Memory and Context
TL;DR: AI agents have limited memory. Every time you start a new session, the agent starts fresh — it doesn't remember what you did before. To work well with agents, you need to think about how to give them context and how to get them to leave notes for next time.
In the movie Memento, the main character can't form new long-term memories. Every few minutes, he wakes up with no idea what just happened. To function, he builds a system of notes, photos, and tattoos — external memory for a brain that can't hold onto anything.

Working with AI agents is the same problem. Here's the shape of it:
The memory problem at a glance
- Agents have a fixed-size short-term memory (called a context window). It holds your conversation, files the agent has read, and instructions — but it has a hard limit.
- When it fills up, early information gets dropped. The agent doesn't crash — it just quietly forgets things you said earlier in the session.
- New session = blank slate. Close the session and open a new one, and the agent remembers nothing. Zero.
- You solve this with external memory — files, project structure, and session briefings that give the agent context it can't hold on its own.
The context window
How it works
Everything the agent knows exists inside the context window — a fixed-size container that holds roughly 100,000–200,000 tokens (a token is about ¾ of a word). That sounds like a lot, but when the agent is reading files, tracking conversation, and working through code, it fills up.
When it's full, the earliest parts of the conversation drop out. Instructions you gave at the beginning might quietly disappear. And when you close a session and start a new one, it empties completely.
What this means in practice
You work with an agent for an hour, make a dozen decisions, close the session. Next day: blank slate. The agent can scan your files and reconstruct what exists — but not why you chose it, or that you were mid-way through fixing a bug. That context is gone. This isn't a bug. It's how these systems work right now.
Building external memory
Since the agent can't remember, you build the memory system. There are three layers, and a strategy for getting the agent to help.
Three layers
From most permanent to most temporary:
Instruction files (permanent). A file like CLAUDE.md that sits in your project and contains standing instructions: what this project is, what technologies it uses, what the agent should never touch. The agent reads this automatically at the start of every session. You write it once, update it occasionally. (We'll build these files step by step in Chapter 5.)
The .md extension stands for Markdown — a simple way to write formatted text using plain characters. You don't need special software to write it — any text editor works.

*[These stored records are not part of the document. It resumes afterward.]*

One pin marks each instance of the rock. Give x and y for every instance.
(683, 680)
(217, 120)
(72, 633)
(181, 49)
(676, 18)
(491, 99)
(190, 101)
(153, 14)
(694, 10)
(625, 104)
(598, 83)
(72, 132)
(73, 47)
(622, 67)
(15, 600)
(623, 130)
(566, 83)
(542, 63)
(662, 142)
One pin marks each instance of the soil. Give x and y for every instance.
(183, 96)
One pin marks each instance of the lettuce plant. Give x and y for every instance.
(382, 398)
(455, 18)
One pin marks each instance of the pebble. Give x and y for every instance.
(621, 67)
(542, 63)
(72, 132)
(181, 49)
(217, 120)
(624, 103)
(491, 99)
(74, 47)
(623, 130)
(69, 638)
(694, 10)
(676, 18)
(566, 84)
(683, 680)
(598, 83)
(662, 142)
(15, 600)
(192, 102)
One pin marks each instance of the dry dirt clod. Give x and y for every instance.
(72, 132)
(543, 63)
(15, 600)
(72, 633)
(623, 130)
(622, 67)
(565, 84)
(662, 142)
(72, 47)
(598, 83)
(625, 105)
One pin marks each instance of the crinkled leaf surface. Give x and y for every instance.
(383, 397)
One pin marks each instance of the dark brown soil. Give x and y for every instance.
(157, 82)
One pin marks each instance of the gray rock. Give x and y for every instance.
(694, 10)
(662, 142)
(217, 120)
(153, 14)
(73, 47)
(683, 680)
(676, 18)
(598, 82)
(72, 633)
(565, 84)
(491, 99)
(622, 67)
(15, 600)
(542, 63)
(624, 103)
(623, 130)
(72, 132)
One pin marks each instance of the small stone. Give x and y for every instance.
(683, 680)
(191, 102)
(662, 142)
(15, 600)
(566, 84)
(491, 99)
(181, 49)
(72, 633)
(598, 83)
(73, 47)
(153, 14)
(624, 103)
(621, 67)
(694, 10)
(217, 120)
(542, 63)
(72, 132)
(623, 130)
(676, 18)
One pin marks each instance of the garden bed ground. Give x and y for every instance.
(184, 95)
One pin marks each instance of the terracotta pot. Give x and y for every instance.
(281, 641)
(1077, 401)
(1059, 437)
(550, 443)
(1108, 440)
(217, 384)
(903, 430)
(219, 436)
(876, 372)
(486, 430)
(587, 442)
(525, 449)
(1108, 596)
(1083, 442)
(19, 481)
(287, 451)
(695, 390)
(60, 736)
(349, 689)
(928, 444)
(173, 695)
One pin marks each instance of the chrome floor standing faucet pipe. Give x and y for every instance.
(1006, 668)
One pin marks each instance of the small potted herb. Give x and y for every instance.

Here's what a markdown file looks like raw:
# Project: Clean Paws
A website for a dog grooming business.
## Rules
- Never delete the /assets folder
- Use **plain CSS**, not Tailwind
- Keep the design *minimal*
And here's how that same text renders when displayed by a tool like VS Code or GitHub:
Project: Clean Paws
A website for a dog grooming business.
Rules
- Never delete the /assets folder
- Use plain CSS, not Tailwind
- Keep the design minimal
Same content, two views. Markdown files are everywhere in software projects because they work both ways — readable as plain text, and nicely formatted when rendered. CLAUDE.md is just a markdown file with a specific name that Claude Code looks for.
Project structure and comments (project lifetime). Your files, code, folder names, and the notes inside them. Clear file names, good comments, a well-organized folder structure. When the agent starts a fresh session and scans your project, these are the clues it uses to figure out what's going on.
Session briefing (one session). What you tell the agent at the start of each session: "Yesterday we finished the homepage. Today we're working on the checkout page. Here's what's left." This connects the permanent files and the project structure into a plan for right now.
Getting the agent to take its own notes
You can tell the agent to leave notes for its future self. Ask it to update the project documentation, write clear commit messages (a commit message is a short note that gets saved every time you save a version of your code — more on this in Chapter 7), or maintain a to-do list file that tracks what's done and what's left.
This turns the agent into an active participant in its own memory system. It still won't remember — but the next session's agent will find better clues.
The two timelines
Every time you work with an agent, keep two questions in mind:
- Right now: Does the agent have enough context to do this task correctly?
- Next time: When a fresh session starts, will it be able to pick up where this one left off?
If something "broke" between sessions, the agent didn't forget. It never knew. The knowledge needs to live outside the agent's head.
Practical tips
Start each session with context. The agent starts fresh every session. Give it a quick briefing: "We're working on the Clean Paws website. Yesterday we finished the homepage and the contact form. Today I want to work on the About page. Check the CLAUDE.md for project details." Thirty seconds of context saves minutes of confusion.
End each session with a save. Before closing: (1) commit your changes — "Commit everything with a message about what we did today," (2) push to GitHub — "Push to GitHub," (3) optionally, ask the agent to update notes — "Update the CLAUDE.md with what we accomplished and what's left to do." This takes a minute and means tomorrow's session starts clean.
Know when to start fresh. If the agent seems confused, if the conversation is going in circles, or if you've been going back and forth on the same issue for too long — start a new session. A fresh agent with a clear instruction is often more productive than a confused agent with a long conversation history.